See our latest analysis for medmix

SWX:MEDX Price to Sales Ratio vs Industry August 11th 2024

How Has medmix Performed Recently?

Recent times haven't been great for medmix as its revenue has been rising slower than most other companies. Perhaps the market is expecting the current trend of poor revenue growth to continue, which has kept the P/S suppressed. If this is the case, then existing shareholders will probably struggle to get excited about the future direction of the share price.

Keen to find out how analysts think medmix's future stacks up against the industry? In that case, our free report is a great place to start.

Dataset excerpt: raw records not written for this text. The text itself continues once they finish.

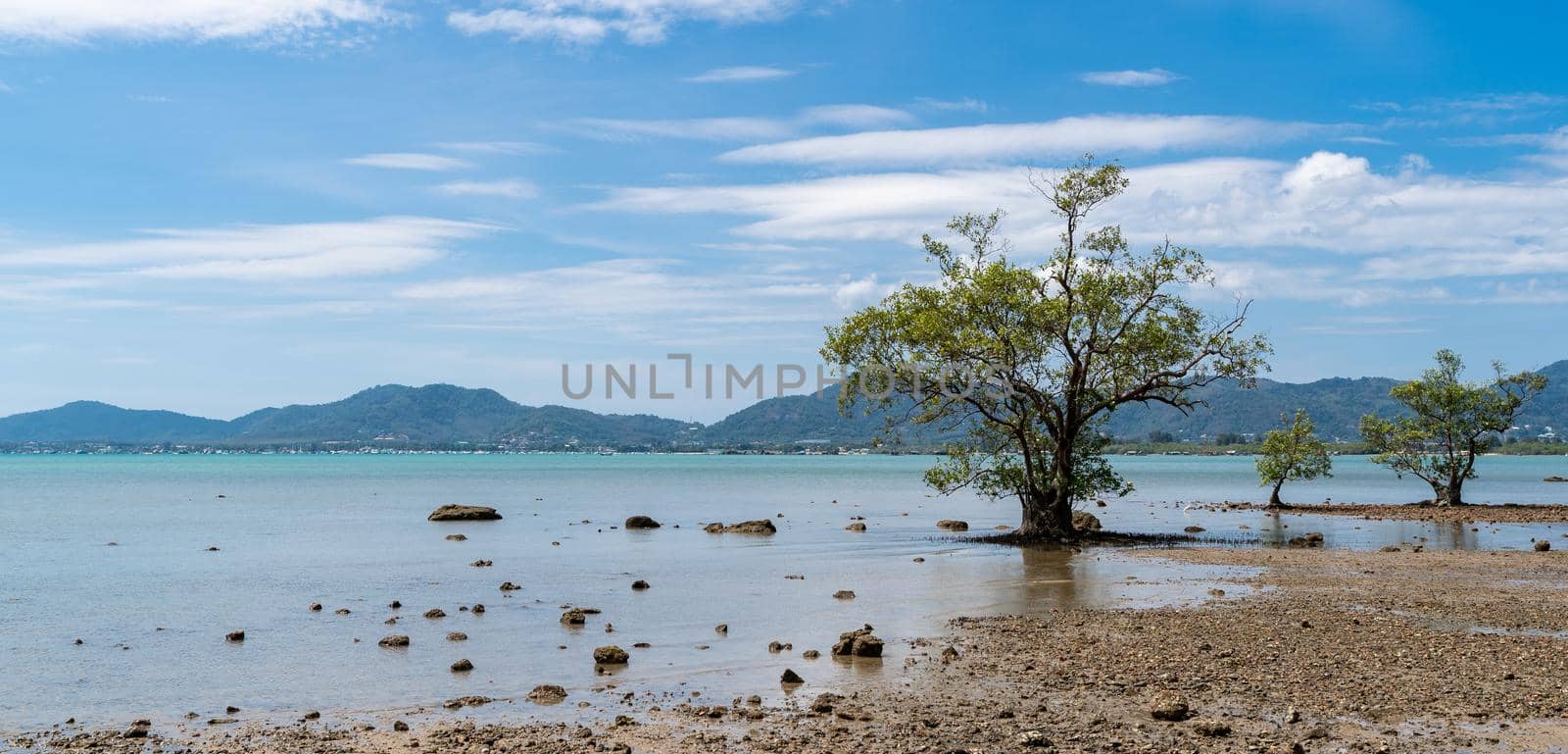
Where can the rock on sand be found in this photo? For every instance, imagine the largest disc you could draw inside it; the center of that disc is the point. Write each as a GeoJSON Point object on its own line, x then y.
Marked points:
{"type": "Point", "coordinates": [465, 513]}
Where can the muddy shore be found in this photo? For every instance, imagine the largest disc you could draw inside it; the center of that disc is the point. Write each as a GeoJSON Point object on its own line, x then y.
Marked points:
{"type": "Point", "coordinates": [1437, 513]}
{"type": "Point", "coordinates": [1332, 651]}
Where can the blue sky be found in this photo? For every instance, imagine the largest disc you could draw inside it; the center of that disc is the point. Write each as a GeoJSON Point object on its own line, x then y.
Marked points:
{"type": "Point", "coordinates": [214, 206]}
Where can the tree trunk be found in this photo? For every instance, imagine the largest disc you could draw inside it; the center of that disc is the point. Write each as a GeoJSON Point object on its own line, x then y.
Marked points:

Is There Any Revenue Growth Forecasted For medmix?

The only time you'd be truly comfortable seeing a P/S as depressed as medmix's is when the company's growth is on track to lag the industry decidedly.

If we review the last year of revenue, the company posted a result that saw barely any deviation from a year ago. Regardless, revenue has managed to lift by a handy 16% in aggregate from three years ago, thanks to the earlier period of growth. So it appears to us that the company has had a mixed result in terms of growing revenue over that time.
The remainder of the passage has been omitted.